By Larry Fine
NEW YORK (Reuters) - Slugger Yoenis Cespedes did not get enough votes to make the All Star Game, but he made the most of an invitation to compete in the Home Run Derby by winning the competition on the eve of the Midsummer Classic on Monday.
The Oakland outfielder smashed 17 home runs in the first round to steal the show and in the final round topped the eight homers slugged by Washington's Bryce Harper with a ninth bomb that traveled 455 feet into the black backdrop in center field.
Cespedes, the last man added to the American League derby lineup by captain Robinson Cano, won a silver trophy and a red pick-up truck and was handed an oversized check representing $529,000 raised for charity by the home run hitters.

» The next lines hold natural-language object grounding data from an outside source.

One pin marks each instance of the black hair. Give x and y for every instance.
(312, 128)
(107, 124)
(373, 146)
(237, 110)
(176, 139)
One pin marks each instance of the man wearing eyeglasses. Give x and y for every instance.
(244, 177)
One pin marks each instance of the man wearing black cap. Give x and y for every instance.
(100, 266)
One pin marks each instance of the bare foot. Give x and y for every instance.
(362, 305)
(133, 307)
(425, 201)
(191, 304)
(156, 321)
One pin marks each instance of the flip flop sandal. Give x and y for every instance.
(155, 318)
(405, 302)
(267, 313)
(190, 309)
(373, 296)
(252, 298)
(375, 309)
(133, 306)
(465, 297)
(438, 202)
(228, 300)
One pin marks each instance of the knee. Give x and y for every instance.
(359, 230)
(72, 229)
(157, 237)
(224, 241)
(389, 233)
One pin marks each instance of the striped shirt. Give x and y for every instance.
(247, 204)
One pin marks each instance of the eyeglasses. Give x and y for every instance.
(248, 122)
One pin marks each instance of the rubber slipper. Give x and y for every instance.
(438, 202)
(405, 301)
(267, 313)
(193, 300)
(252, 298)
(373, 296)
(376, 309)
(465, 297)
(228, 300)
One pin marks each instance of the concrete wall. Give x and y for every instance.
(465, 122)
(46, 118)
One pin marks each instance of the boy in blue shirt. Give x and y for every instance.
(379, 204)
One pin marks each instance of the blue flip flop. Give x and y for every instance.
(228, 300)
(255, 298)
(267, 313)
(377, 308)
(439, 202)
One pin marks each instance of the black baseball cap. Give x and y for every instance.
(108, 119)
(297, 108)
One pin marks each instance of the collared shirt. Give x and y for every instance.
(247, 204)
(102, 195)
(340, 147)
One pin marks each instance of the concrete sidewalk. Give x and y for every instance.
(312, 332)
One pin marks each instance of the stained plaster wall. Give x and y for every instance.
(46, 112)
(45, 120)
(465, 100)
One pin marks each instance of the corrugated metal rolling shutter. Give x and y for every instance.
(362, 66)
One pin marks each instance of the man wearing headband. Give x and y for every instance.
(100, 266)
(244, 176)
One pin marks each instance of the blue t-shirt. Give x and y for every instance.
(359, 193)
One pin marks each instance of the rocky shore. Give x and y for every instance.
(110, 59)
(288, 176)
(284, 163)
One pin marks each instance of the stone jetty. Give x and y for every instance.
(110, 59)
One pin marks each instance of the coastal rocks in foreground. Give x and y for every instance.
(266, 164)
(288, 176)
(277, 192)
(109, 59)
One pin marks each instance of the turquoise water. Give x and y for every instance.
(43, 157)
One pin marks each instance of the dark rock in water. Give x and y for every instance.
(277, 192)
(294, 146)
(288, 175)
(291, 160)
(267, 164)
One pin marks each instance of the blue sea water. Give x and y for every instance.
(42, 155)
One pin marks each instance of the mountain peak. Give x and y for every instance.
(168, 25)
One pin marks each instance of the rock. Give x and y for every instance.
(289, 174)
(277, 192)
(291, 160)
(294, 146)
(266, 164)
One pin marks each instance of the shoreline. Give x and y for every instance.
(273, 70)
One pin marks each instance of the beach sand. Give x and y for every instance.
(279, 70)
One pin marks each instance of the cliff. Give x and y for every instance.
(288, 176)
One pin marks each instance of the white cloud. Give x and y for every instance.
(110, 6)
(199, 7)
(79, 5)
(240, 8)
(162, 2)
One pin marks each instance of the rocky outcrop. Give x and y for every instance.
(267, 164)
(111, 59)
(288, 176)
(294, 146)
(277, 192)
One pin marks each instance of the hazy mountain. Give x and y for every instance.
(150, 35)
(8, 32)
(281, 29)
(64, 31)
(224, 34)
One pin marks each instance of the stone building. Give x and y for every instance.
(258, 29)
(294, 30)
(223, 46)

The 27-year-old's win vindicated Cano's decision to pick Cespedes, who has 15 home runs this season.
"I said, 'Let me choose somebody that's not in the All Star (game) so he can get an opportunity to be here,'" Cano told reporters earlier in the day. "He accepted."
Despite the spacious dimensions of Citi Field, home of the New York Mets, the sluggers put on a long-ball show on a hot, sultry night for a sellout crowd of more than 43,000.

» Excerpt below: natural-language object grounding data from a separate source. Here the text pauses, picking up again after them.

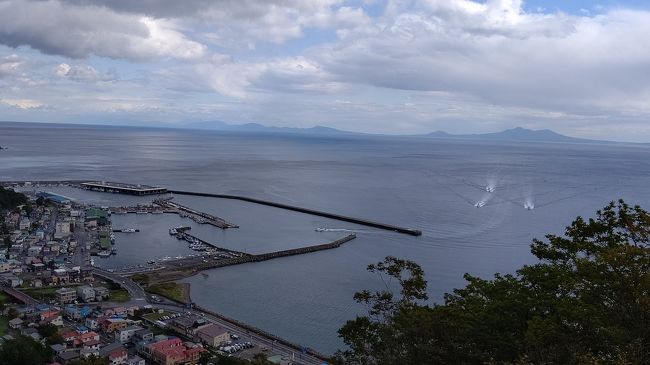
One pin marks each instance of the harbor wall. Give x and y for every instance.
(364, 222)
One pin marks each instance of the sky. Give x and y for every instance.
(577, 67)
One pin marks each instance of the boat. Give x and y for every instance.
(104, 254)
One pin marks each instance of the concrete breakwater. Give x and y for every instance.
(175, 269)
(363, 222)
(199, 217)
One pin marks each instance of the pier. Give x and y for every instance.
(198, 217)
(363, 222)
(131, 189)
(178, 268)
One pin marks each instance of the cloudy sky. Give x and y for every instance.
(579, 67)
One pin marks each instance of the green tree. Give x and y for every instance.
(51, 333)
(24, 351)
(585, 302)
(91, 360)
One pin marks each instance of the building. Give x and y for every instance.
(187, 326)
(15, 323)
(66, 295)
(86, 293)
(172, 351)
(118, 357)
(213, 335)
(125, 335)
(143, 335)
(101, 293)
(111, 325)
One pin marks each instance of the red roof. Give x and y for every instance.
(117, 353)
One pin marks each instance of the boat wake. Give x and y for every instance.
(334, 230)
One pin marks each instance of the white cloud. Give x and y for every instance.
(22, 103)
(78, 32)
(81, 73)
(9, 65)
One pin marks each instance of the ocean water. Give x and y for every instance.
(432, 185)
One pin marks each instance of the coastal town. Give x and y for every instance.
(55, 303)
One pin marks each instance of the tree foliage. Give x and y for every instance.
(90, 360)
(24, 351)
(586, 301)
(10, 199)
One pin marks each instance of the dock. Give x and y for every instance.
(197, 216)
(339, 217)
(131, 189)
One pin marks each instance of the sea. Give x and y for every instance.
(479, 205)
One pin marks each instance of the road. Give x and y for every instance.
(140, 297)
(244, 334)
(135, 291)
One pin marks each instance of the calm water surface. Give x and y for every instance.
(432, 185)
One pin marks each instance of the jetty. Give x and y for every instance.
(131, 189)
(359, 221)
(195, 215)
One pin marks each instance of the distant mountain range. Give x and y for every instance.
(514, 134)
(259, 128)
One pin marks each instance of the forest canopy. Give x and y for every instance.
(586, 301)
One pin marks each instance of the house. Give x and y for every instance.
(172, 351)
(101, 293)
(143, 335)
(213, 335)
(135, 360)
(68, 356)
(86, 293)
(125, 335)
(85, 338)
(113, 324)
(11, 280)
(87, 352)
(66, 295)
(24, 224)
(57, 348)
(117, 357)
(50, 316)
(186, 326)
(15, 323)
(92, 323)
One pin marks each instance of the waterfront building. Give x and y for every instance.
(213, 335)
(66, 295)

In addition to the home run contest, fans were also treated to a dance routine by the Rockettes on top of the team dugouts, a parade of team mascots and a power display by a pair of high school sluggers wielding aluminum bats.
Of his 17 home runs in the first round, Cespedes had blasts of 456 and 447 feet to dead center, hit four balls into the distant third deck in left - never reached in official games - and another off the facing of the deck.

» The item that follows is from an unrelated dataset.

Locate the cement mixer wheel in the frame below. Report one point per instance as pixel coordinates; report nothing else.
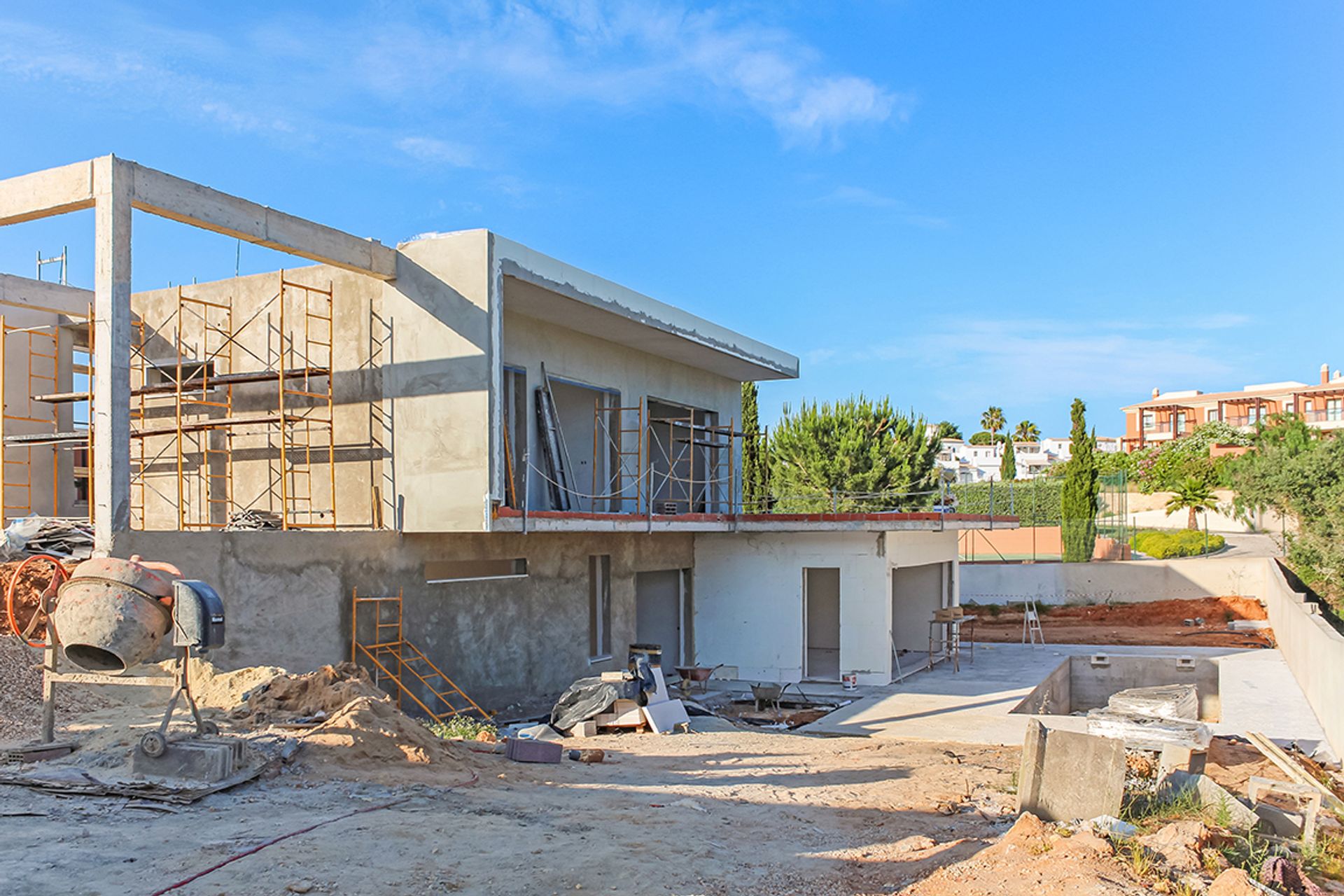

Joining Cespedes, who is in his second Major League season after defecting from Cuba, in the second round were Harper, with eight home runs, Chris Davis of the Baltimore Orioles (eight) and Mike Cuddyer of the Colorado Rockies (seven).
Pedro Alvarez of the Pittsburgh Pirates (six), Prince Fielder of the Detroit Tigers (five), National League captain David Wright of the Mets (five) and Cano (four) were eliminated.
Fielder, who won the event last year, fell short in his attempt to join Ken Griffey Jr as the only three-time winner of the event.
Harper, who had his father pitch to him, hit eight more home runs in the second round to pass Cuddyer (15 total) and current major league home run leader Davis, who finished with just 12 roundtrippers and later revealed that he had popped a blister during the second round.
Cespedes, feasting on the offerings of his Oakland third base coach Mike Gallego, added another six home runs for a total of 23 although he already had enough to advance to the final.
The power display continued even though the 20-year-old Harper, who wore a sparkling set of gold splashed spikes with orange shoe laces, set a solid target of eight that included a massive 471-foot shot.